V. N. : Autre facette du métier, et pas des moindres, en quoi le notaire est-il créateur de droit ?

T. D. : L’adaptation et la création du droit est un autre aspect de l’ingénierie notariale. Il s’agit d’adapter des actes et des formules pour le plus grand bien des clients. Le notaire invente en fonction de leurs besoins. Depuis 150 ans, l’ordre public de direction et l’ordre public de protection sont omniprésents. En conséquence, l’espace de liberté pour créer le droit est devenu assez ténu. Le Congrès des notaires, qui nécessite deux ans de travail, est un véritable processus de recherche et développement sur le droit qui reste malgré tout astreint à cet ordre public. Pour pouvoir adapter et créer le droit, nous identifions toutes les sources de conflits qui existent parmi nos clients. Nous réalisons actuellement un sondage parmi eux qui sera rendu public prochainement afin d’appuyer nos propositions.

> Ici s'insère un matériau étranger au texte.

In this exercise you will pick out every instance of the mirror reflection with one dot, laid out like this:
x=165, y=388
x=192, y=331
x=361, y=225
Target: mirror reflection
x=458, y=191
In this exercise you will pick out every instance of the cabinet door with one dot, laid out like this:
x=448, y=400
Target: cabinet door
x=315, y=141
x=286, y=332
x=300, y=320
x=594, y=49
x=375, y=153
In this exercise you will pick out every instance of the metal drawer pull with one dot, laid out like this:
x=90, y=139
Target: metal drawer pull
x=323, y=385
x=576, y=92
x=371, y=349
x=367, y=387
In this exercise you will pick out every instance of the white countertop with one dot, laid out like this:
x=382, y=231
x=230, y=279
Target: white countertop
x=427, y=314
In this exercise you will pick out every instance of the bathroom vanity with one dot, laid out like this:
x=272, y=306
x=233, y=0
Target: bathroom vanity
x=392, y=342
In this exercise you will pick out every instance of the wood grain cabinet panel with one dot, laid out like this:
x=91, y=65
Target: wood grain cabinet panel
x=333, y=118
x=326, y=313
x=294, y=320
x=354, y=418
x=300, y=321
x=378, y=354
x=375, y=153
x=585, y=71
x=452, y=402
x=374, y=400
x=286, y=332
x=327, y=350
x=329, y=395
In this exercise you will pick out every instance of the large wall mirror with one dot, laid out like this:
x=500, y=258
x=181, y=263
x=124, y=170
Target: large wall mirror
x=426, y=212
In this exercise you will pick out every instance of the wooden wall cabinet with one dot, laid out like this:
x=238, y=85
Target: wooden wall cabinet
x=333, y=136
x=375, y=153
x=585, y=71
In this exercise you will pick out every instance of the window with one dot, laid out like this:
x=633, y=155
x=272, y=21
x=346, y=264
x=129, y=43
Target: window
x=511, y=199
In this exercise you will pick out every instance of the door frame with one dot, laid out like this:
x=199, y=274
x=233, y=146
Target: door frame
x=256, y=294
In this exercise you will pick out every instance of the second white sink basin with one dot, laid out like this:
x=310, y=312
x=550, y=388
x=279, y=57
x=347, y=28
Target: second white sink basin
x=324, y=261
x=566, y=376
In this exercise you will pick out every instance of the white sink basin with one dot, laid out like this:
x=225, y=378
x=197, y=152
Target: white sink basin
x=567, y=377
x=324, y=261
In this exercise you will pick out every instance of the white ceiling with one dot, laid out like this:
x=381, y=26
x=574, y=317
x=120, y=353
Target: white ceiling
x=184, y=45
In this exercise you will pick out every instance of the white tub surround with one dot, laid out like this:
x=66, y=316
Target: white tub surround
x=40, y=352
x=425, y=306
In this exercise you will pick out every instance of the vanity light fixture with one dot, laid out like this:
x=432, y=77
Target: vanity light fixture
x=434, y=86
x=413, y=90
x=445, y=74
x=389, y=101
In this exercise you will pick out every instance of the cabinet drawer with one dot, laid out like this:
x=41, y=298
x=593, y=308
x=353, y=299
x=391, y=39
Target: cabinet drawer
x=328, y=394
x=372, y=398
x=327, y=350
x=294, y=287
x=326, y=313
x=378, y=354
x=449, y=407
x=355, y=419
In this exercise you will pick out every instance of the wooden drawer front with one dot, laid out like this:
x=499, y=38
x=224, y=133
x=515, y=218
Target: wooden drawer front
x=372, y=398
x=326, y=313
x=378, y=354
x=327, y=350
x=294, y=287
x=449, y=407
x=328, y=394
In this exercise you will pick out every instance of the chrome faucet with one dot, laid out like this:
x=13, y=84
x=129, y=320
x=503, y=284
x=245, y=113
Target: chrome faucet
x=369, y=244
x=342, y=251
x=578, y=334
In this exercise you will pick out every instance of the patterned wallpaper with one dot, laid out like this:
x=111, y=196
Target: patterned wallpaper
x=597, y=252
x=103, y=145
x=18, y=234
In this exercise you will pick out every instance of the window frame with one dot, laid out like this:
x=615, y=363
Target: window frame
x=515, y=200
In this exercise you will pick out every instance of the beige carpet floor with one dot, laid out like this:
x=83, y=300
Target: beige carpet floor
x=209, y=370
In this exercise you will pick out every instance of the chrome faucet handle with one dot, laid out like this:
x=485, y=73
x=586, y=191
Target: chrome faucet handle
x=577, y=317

Nos propositions sont une véritable source pour les pouvoirs publics, qui se réfèrent à nos travaux pour certains projets de lois

Nous avons comptabilisé 120 textes de loi qui proviennent de propositions du Congrès depuis une cinquantaine d’années. Ce travail d’inventaire est encore en cours, y compris en ce qui concerne la jurisprudence, et illustre bien le rôle de créateur de droit du notaire. Il est assuré par l’Institut d’Études Juridiques (IEJ) du Conseil supérieur du notariat (CSN), qui a été refondu récemment et comprend désormais une section chargée du suivi des propositions du Congrès. Ces propositions sont une véritable source pour les pouvoirs publics, qui se réfèrent à nos travaux pour certains projets de lois dans le cadre desquels nous sommes amenés à intervenir directement : il m’est arrivé à plusieurs reprises d’être invité au Sénat, à la Chancellerie ou à la Chambre des députés pour discuter de tel ou tel thème évoqué dans certaines propositions. Il y a donc un « service après-vente » qui prolonge le Congrès !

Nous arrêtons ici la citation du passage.